# Distributed training with Accelerate
As models get bigger, **parallelism** has emerged as a strategy for **training larger models on limited hardware and accelerating training speed** by several orders of magnitude.

HuggingFace created the Accelerate library to help users easily train a Transformers model on any type of distributed setup, whether it is **multiple GPU’s on one machine** or **multiple GPU’s across several machines**.

In this tutorial, we will learn how to customize our native PyTorch training loop to enable training in a distributed environment.

We get start by importing and creating an Accelerator object. The Accelerator will automatically detect our type of distributed setup and initialize all the necessary components for training. You don’t need to explicitly place your model on a device.

In [1]:
from accelerate import Accelerator

accelerator = Accelerator()

## Prepare to accelerate
The next step is to pass all the relevant training objects to the prepare method.

In [None]:
train_dataloader, eval_dataloader, model, optimizer = accelerator.prepare(
    train_dataloader, eval_dataloader, model, optimizer
)

Your training dataloader will be sharded across all GPUs/TPU cores available so that each one sees a different portion of the training dataset.

Also, the random states of all processes will be synchronized at the beginning of each iteration through your dataloader, to make sure the data is shuffled the same way (if you decided to use shuffle=True or any kind of random sampler).

> The actual batch size for your training will be the number of devices used multiplied by the batch size you set in your script: for instance training on 4 GPUs with a batch size of 16 set when creating the training dataloader will train at an actual batch size of 64.

Alternatively, you can use the option <code>split_batches=True</code> when creating and initializing your <code>Accelerator</code>, in which case the batch size will always stay the same, whether you run your script on 1, 2, 4, or 64 GPUs.

You may or may not want to send your validation dataloader to prepare(), depending on whether you want to run distributed evaluation or not.

## Backward
The last addition is to replace the typical loss.backward() in your training loop with Accelerate’s backward method:

In [None]:
for epoch in range(num_epochs):
    for batch in train_dataloader:
        outputs = model(**batch)
        loss = outputs.loss
        accelerator.backward(loss)  # I'm here!

        optimizer.step()
        lr_scheduler.step()
        optimizer.zero_grad()
        progress_bar.update(1)

We only need to add four additional lines of code to our training loop to enable distributed training!

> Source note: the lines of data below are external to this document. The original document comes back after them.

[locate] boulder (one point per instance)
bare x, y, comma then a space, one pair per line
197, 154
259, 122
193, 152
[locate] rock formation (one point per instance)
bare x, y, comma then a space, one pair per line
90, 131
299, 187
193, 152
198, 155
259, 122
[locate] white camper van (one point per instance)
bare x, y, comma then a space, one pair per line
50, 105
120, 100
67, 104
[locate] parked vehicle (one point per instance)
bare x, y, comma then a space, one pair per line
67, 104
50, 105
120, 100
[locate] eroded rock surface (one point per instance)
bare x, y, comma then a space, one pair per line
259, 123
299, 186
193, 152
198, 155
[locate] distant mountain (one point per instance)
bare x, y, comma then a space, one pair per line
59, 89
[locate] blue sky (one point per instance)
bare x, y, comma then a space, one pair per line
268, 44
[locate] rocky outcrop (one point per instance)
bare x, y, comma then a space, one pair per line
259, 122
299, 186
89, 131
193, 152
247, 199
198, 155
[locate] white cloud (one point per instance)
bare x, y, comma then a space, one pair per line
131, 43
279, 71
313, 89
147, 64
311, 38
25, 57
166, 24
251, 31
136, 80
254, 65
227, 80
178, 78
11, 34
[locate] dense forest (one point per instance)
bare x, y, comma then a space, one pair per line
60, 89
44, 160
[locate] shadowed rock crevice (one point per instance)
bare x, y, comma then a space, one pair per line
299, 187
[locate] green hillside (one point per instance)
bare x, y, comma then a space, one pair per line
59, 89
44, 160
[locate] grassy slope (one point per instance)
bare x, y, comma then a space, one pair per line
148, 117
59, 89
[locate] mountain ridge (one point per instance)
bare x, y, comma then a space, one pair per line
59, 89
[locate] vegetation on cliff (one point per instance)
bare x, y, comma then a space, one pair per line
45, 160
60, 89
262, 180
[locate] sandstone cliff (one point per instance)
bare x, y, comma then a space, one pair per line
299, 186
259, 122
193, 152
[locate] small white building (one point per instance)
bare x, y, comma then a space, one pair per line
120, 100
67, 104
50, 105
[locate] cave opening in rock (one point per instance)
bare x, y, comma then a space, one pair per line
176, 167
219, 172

The overall code is given below.

In [21]:
import torch
import evaluate
from tqdm import tqdm
from accelerate import Accelerator
from torch.utils.data import DataLoader
from datasets import load_dataset
from transformers import AdamW, AutoModelForSequenceClassification, get_scheduler, AutoTokenizer


def training():

    # Initialize the Accelerator object for distributed training
    accelerator = Accelerator()
    
    # Load the pretrained model, tokenizer
    model = AutoModelForSequenceClassification.from_pretrained("bert-base-cased", num_labels=5)
    tokenizer = AutoTokenizer.from_pretrained("bert-base-cased")
    
    # Define the AdamW optimizer
    optimizer = AdamW(model.parameters(), lr=3e-5)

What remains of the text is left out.